I don't think this solves the problem, though it is an important part of the picture.

The problem is, which conditional commitments do you make? (A conditional commitment is just a special case of a commitment) "I'll retaliate against A by doing B, unless [insert list of exceptions here." Thinking of appropriate exceptions is important mental work, and you might not think of all the right ones for a very long time, and moreover while you are thinking about which exceptions you should add, you might accidentally realize that such-and-such type of agent will threaten you regardless of what you commit to and then if you are a coward you will "give in" by making an exception for that agent. The problem persists, in more or less exactly the same form, in this new world of conditional commitments. (Again, which are just special cases of commitments, I think.)

I concur in general, but:

you might accidentally realize that such-and-such type of agent will threaten you regardless of what you commit to and then if you are a coward you will “give in” by making an exception for that agent.
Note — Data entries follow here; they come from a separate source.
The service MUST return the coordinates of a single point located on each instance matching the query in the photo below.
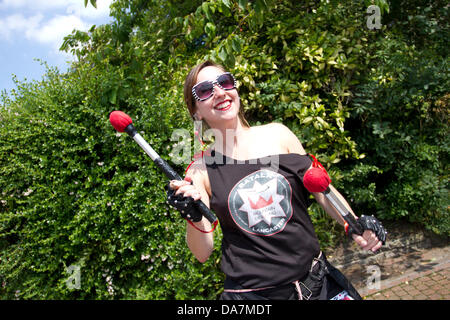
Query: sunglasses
(205, 89)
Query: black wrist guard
(370, 223)
(185, 205)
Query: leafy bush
(372, 105)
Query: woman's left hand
(368, 240)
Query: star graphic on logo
(261, 202)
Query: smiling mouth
(223, 106)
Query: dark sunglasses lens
(226, 81)
(204, 90)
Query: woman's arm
(201, 244)
(368, 240)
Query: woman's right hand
(185, 188)
(182, 194)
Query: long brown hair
(191, 80)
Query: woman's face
(222, 108)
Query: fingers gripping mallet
(123, 123)
(317, 180)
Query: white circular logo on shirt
(260, 203)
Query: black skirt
(332, 285)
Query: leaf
(223, 54)
(236, 44)
(227, 3)
(242, 4)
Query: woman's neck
(227, 138)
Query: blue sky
(34, 29)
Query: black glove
(185, 205)
(370, 223)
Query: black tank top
(268, 236)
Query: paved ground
(413, 265)
(432, 284)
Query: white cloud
(72, 6)
(48, 21)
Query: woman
(252, 179)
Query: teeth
(223, 105)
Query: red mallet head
(120, 120)
(316, 180)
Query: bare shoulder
(285, 136)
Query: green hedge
(371, 104)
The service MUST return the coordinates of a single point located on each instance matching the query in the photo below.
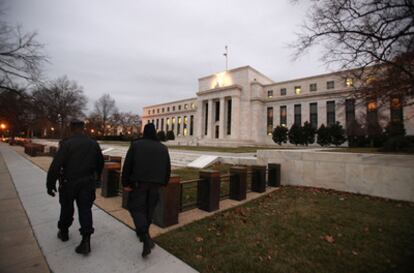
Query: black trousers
(142, 201)
(83, 192)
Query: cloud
(147, 52)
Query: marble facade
(236, 107)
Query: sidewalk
(115, 247)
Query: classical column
(210, 133)
(235, 117)
(199, 120)
(221, 121)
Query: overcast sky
(148, 52)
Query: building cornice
(182, 112)
(233, 86)
(169, 103)
(312, 95)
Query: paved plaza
(115, 247)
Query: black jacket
(78, 156)
(148, 161)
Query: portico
(242, 106)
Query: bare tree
(375, 36)
(16, 110)
(105, 108)
(20, 56)
(59, 100)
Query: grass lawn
(301, 230)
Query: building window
(330, 85)
(217, 112)
(313, 114)
(349, 111)
(283, 115)
(349, 82)
(270, 93)
(269, 120)
(229, 117)
(185, 130)
(396, 110)
(372, 112)
(298, 90)
(178, 126)
(206, 119)
(173, 124)
(191, 125)
(298, 114)
(330, 112)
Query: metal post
(238, 185)
(208, 190)
(168, 207)
(259, 178)
(274, 175)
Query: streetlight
(2, 127)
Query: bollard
(110, 179)
(274, 175)
(259, 178)
(168, 207)
(208, 190)
(125, 196)
(238, 183)
(52, 151)
(117, 159)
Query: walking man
(77, 164)
(146, 168)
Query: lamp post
(3, 128)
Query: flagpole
(226, 55)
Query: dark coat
(147, 161)
(78, 156)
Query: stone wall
(389, 176)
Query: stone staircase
(180, 159)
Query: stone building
(241, 106)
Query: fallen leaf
(329, 239)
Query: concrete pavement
(115, 247)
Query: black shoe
(140, 237)
(85, 246)
(148, 245)
(63, 235)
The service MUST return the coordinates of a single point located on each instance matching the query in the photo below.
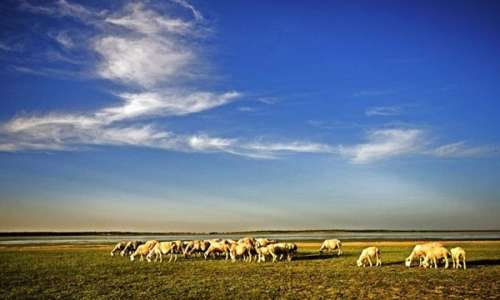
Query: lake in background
(306, 236)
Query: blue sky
(224, 115)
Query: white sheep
(433, 254)
(367, 255)
(456, 254)
(331, 245)
(418, 252)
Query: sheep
(331, 245)
(262, 252)
(197, 246)
(161, 249)
(243, 249)
(419, 252)
(179, 246)
(433, 254)
(118, 247)
(282, 250)
(367, 255)
(262, 242)
(218, 247)
(456, 254)
(143, 249)
(130, 247)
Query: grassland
(76, 271)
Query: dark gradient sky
(234, 115)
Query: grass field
(76, 271)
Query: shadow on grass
(472, 263)
(319, 256)
(484, 262)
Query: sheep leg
(274, 256)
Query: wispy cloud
(374, 93)
(151, 58)
(461, 149)
(383, 111)
(385, 143)
(64, 39)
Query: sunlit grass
(89, 272)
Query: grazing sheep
(143, 250)
(221, 247)
(243, 249)
(195, 247)
(130, 247)
(262, 252)
(456, 254)
(433, 254)
(163, 248)
(262, 242)
(118, 247)
(331, 245)
(367, 255)
(281, 250)
(418, 252)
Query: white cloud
(383, 111)
(64, 39)
(385, 143)
(196, 14)
(145, 61)
(142, 20)
(296, 146)
(460, 149)
(373, 93)
(167, 104)
(148, 54)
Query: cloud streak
(383, 111)
(151, 58)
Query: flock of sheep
(257, 249)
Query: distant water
(309, 236)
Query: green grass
(89, 272)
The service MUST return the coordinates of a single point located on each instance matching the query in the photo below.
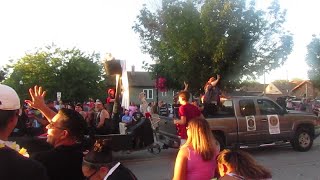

this seems like a problem for humans and badly-built AIs. Nothing that reliably one-boxes should ever do this.

EDT reliably one-boxes, but EDT would do this.

Or do you mean one-boxing in Transparent Newcomb? Then your claim might be true, but even then it depends on how seriously we take the "regardless of what you commit to" clause.

True, sorry, I forgot the whole set of paradoxes that led up to FDT/UDT. I mean something like... "this is equivalent to the problem that FDT/UDT already has to solve anyways." Allowing you to make exceptions doesn't make your job harder.